People like “Star Wars”; I like “Star Wars”. We will be getting more “Star Wars” very soon. We will, of course, be getting more films: “Star Wars Episode VIII: The Last Jedi” is set to release this December, followed next year by a film about a young Han Solo, starring Alden Ehrenreich as the iconic smuggler before his rebel days. After last year’s successful war story, “Rogue One”, this will be the second of three “anthology” films set within the Star Wars Universe; however, this will not focus on the events of the main trilogies. A third is scheduled for 2020, but details have been clouded by the dark side of the force.
Last week it was announced that the director of Episode IX, Colin Trevorrow, would be leaving the project after creative differences arose with Lucasfilm. He will be replaced by J.J Abrams, who lead “The Force Awakens” to box office domination.
The films are the iconic properties bearing the Star Wars name, with moviegoers flocking to see them in droves and merchandising bringing in billions of dollars. Star Wars also is made up of stellar television, novels, comics, and video games, all of which are in full swing in the ramp up to “The Last Jedi”.

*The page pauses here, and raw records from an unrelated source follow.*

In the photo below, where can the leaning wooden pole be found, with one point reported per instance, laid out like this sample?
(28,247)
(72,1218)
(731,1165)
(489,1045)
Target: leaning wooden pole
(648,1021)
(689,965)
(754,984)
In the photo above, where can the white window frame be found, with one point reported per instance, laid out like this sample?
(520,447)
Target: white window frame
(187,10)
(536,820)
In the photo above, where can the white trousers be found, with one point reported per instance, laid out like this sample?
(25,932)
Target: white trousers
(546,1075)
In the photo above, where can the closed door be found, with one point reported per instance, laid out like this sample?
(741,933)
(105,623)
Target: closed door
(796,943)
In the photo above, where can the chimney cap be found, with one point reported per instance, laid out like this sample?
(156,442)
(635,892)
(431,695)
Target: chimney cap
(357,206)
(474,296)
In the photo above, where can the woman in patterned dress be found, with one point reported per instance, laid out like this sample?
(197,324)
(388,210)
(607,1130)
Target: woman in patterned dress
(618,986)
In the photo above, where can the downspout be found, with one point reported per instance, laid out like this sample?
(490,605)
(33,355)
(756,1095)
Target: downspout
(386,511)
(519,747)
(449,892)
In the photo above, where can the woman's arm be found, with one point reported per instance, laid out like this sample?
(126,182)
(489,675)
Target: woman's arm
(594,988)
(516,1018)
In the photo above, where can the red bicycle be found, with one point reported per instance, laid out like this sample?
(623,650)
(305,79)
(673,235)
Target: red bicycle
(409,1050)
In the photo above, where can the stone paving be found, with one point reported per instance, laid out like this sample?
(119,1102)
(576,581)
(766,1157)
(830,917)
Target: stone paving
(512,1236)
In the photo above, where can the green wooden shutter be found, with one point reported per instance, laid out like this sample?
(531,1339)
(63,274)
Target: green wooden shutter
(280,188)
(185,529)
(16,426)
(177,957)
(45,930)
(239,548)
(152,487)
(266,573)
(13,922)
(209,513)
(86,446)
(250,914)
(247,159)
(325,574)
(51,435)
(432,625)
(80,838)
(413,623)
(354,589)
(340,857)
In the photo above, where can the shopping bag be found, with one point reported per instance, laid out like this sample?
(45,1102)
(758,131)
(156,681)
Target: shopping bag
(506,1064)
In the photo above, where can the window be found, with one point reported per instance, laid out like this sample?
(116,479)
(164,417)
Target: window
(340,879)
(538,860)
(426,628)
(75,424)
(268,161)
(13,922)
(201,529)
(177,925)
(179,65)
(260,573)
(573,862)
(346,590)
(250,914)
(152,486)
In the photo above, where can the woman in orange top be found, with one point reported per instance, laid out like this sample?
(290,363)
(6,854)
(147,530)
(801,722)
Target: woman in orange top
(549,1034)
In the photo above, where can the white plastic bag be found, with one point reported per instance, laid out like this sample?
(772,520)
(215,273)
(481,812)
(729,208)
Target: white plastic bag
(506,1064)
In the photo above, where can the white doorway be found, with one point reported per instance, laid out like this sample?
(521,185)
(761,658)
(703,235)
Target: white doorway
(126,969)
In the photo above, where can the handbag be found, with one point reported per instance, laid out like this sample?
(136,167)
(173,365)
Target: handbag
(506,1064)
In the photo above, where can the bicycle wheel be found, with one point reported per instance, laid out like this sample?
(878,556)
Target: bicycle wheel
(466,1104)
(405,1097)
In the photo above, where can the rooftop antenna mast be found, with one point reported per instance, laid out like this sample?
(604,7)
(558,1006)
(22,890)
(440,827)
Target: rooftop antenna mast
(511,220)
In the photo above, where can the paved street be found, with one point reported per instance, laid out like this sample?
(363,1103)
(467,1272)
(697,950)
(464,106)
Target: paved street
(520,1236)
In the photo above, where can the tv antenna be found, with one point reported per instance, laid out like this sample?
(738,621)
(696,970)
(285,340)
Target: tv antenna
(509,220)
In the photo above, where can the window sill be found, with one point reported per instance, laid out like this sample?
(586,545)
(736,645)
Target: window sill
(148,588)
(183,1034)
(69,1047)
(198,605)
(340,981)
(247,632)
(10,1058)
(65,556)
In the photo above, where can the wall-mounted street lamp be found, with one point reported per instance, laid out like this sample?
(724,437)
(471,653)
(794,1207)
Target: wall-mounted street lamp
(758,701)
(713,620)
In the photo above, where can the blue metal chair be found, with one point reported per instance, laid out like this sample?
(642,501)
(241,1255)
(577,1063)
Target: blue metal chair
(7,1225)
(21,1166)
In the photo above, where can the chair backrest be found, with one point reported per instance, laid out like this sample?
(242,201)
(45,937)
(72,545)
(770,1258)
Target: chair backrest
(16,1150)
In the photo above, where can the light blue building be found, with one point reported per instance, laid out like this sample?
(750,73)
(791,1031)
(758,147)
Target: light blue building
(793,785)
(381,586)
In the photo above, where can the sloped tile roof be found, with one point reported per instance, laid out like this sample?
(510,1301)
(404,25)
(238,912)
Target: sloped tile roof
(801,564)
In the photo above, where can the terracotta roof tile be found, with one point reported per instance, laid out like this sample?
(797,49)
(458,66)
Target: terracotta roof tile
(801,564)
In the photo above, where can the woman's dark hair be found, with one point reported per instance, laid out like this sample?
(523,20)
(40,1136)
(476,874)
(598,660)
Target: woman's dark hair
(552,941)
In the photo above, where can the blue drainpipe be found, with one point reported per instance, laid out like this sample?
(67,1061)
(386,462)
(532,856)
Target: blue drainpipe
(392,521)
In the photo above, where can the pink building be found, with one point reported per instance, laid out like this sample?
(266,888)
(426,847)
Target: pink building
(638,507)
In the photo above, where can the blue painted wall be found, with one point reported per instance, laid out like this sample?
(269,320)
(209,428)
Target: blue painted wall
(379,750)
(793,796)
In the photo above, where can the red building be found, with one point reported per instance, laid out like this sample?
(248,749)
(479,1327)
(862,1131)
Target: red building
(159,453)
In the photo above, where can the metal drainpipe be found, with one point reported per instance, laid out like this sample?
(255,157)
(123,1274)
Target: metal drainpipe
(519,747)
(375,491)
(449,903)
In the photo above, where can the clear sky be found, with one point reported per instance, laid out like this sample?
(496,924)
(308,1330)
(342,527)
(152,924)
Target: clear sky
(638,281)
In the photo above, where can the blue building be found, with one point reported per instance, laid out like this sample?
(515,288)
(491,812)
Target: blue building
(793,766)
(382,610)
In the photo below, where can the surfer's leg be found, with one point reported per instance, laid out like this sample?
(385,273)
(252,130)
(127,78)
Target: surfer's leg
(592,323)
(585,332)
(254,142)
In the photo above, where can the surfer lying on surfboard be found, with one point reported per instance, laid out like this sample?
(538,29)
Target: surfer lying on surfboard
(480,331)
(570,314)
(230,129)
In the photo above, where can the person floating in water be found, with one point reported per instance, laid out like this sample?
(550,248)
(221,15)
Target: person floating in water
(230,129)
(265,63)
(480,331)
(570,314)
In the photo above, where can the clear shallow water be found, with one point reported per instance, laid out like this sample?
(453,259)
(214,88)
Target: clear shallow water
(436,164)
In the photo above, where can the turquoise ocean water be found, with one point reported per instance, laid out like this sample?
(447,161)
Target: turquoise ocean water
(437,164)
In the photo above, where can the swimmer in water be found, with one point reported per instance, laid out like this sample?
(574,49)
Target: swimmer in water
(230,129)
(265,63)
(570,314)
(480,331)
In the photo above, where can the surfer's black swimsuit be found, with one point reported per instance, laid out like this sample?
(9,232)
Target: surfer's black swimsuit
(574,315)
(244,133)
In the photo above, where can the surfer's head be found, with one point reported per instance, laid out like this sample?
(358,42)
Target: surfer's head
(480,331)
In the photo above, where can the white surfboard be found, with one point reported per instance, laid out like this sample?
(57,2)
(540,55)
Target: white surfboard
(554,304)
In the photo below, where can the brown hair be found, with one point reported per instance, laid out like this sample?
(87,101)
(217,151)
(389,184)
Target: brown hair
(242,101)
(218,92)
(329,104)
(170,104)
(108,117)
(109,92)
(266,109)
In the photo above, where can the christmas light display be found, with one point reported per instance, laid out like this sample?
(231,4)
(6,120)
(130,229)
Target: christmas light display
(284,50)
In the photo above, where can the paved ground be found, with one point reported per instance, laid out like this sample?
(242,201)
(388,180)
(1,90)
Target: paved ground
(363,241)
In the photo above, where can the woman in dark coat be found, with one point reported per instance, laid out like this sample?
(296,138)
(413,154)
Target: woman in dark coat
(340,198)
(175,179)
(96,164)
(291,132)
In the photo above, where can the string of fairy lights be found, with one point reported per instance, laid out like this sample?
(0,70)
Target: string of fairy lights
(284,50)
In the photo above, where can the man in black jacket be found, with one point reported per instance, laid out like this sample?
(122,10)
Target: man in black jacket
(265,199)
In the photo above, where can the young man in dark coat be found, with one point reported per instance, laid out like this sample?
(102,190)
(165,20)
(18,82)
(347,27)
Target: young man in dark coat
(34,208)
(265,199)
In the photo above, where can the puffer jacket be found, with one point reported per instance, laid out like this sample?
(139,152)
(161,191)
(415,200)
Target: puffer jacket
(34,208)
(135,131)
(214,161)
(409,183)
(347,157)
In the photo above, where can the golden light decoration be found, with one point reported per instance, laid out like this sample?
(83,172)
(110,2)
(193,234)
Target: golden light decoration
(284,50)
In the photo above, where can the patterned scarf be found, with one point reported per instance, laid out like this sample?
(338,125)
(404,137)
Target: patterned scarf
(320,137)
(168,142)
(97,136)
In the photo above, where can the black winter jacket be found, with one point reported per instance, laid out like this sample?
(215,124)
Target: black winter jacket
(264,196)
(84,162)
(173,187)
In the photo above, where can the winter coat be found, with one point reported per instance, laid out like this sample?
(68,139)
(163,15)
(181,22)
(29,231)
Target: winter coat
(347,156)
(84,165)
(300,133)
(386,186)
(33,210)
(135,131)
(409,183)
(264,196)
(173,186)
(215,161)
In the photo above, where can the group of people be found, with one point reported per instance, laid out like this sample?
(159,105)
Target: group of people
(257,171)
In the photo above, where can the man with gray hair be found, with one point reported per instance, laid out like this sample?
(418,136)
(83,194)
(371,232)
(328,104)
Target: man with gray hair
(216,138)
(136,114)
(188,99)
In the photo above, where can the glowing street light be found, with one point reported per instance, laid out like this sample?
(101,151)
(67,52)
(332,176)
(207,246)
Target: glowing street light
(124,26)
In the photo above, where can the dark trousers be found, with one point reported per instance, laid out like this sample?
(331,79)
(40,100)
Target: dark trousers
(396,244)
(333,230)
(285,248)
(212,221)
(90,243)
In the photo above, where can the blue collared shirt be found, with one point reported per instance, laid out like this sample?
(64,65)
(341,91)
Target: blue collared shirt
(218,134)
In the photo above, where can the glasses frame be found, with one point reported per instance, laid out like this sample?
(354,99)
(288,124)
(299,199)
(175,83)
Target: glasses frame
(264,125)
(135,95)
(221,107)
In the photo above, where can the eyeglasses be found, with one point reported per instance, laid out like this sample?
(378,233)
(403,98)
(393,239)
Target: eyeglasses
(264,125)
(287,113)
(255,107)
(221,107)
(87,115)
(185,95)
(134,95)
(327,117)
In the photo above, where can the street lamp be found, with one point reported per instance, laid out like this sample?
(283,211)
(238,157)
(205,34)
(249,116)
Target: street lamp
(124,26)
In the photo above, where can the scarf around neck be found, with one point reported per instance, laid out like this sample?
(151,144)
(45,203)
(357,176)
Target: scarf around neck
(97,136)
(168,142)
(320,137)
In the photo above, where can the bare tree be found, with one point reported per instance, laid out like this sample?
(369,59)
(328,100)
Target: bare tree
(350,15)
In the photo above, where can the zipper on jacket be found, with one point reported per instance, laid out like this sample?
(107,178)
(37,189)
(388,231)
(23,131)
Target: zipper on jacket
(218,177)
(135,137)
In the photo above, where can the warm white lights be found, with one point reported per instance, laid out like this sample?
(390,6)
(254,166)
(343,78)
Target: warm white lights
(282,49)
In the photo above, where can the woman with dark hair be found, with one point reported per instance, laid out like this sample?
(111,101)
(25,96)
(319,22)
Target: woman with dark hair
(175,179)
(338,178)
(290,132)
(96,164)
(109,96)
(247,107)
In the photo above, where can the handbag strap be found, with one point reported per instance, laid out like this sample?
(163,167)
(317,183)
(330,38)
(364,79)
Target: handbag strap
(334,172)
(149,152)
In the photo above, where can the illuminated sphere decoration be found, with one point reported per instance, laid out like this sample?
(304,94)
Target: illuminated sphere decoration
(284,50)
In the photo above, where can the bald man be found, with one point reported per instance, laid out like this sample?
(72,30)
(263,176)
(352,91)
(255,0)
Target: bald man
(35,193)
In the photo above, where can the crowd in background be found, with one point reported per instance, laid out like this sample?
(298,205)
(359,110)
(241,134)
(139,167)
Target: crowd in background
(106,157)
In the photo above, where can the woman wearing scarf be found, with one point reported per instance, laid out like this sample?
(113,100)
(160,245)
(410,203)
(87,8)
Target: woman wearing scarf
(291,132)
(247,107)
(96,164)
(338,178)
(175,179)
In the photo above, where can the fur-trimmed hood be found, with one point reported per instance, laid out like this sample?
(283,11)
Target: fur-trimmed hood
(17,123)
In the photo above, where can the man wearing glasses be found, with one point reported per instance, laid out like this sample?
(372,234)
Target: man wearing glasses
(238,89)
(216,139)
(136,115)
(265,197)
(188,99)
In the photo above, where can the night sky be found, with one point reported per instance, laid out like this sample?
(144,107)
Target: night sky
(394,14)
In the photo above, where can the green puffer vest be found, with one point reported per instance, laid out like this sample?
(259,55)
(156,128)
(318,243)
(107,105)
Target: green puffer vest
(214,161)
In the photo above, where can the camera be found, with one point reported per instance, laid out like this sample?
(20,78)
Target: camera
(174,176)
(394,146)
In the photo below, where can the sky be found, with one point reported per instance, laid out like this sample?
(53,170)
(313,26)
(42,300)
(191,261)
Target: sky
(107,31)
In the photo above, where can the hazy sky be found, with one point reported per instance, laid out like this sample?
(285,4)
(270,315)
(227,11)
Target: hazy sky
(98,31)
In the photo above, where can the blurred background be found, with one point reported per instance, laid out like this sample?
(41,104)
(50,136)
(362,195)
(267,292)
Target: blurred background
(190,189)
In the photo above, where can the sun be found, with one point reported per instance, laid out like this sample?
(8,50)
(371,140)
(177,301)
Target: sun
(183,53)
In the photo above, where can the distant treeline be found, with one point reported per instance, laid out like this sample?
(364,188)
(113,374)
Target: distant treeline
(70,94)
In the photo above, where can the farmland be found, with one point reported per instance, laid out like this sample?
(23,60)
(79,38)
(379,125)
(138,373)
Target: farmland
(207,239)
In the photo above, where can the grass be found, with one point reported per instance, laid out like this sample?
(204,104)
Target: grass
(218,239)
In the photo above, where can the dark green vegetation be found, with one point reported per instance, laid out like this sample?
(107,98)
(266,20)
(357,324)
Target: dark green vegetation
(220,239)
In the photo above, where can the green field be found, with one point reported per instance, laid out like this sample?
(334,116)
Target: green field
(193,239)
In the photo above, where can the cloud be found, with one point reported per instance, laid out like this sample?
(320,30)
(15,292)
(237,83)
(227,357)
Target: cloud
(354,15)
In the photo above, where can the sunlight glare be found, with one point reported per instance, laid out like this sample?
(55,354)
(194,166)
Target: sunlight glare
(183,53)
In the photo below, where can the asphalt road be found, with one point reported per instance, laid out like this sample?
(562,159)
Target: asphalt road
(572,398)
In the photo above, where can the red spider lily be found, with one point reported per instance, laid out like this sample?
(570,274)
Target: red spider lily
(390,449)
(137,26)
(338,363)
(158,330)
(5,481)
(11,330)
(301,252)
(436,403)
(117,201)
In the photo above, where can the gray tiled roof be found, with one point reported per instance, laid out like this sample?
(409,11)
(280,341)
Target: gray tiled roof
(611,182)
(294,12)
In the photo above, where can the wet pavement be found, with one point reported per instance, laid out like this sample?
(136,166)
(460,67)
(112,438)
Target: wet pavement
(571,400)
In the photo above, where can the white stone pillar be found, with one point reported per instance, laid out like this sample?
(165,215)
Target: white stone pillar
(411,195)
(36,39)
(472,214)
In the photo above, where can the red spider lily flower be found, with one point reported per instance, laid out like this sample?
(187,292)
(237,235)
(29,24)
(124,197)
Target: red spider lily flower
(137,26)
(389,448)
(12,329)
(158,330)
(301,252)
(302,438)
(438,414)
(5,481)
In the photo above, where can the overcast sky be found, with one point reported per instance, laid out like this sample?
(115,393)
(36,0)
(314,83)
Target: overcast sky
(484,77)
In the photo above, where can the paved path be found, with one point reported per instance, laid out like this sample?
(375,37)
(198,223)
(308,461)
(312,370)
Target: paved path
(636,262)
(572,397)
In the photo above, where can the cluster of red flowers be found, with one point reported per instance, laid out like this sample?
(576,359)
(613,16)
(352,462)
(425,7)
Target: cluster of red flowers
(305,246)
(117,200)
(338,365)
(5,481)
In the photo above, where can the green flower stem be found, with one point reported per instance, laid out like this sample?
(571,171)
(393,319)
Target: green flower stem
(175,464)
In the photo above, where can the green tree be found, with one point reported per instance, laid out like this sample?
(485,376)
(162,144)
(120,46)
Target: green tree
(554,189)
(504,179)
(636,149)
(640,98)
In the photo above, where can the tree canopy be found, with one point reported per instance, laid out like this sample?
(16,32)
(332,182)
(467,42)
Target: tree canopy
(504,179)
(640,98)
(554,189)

The popular animated TV show “Star Wars: Rebels” will be entering into its fourth season this October on Disney XD, and will continue to follow the crew of the “Ghost” in their efforts to foil the Empire and aid a fledgling Rebel Alliance.
Several novels are set to release before “The Last Jedi”, and are the most recent in a long line of influential Star Wars literature. I’ve already grabbed my copy of “Phasma” from the Brewer Bookstore, which covers backstory of Gwendoline Christie’s chrome-plated Stormtrooper who was criminally underutilized in “The Force Awakens”. Captain Phasma is also the subject of 4-part miniseries of comics for Marvel, which will run throughout September and October.
A final major installment is DICE’s “Star Wars Battlefront 2”, a sequel to a reboot of the popular video games from the mid 2000s. “Battlefront 2” brings back fan-favorite features, such as space battles and multiple eras for multiplayer (the prequel trilogy, the original trilogy, and the sequel trilogy). The game’s story mode follows Iden Versio as she leads Inferno Squad, an Imperial Special Forces unit that was on Endor when the second Death Star was destroyed. The story will follow Iden from the last moments of “Return of the Jedi” up until the final events of “The Force Awakens”. The game looks brilliant and is scheduled for release on November 17th.
All of this isn’t for everyone, but if you want to get lost in fantasy, you can play, read, or watch any number of stories filled with blasters and lightsabers, star-ships, aliens, Jedi and Sith: everything that has made so many fall in love with a galaxy far, far away.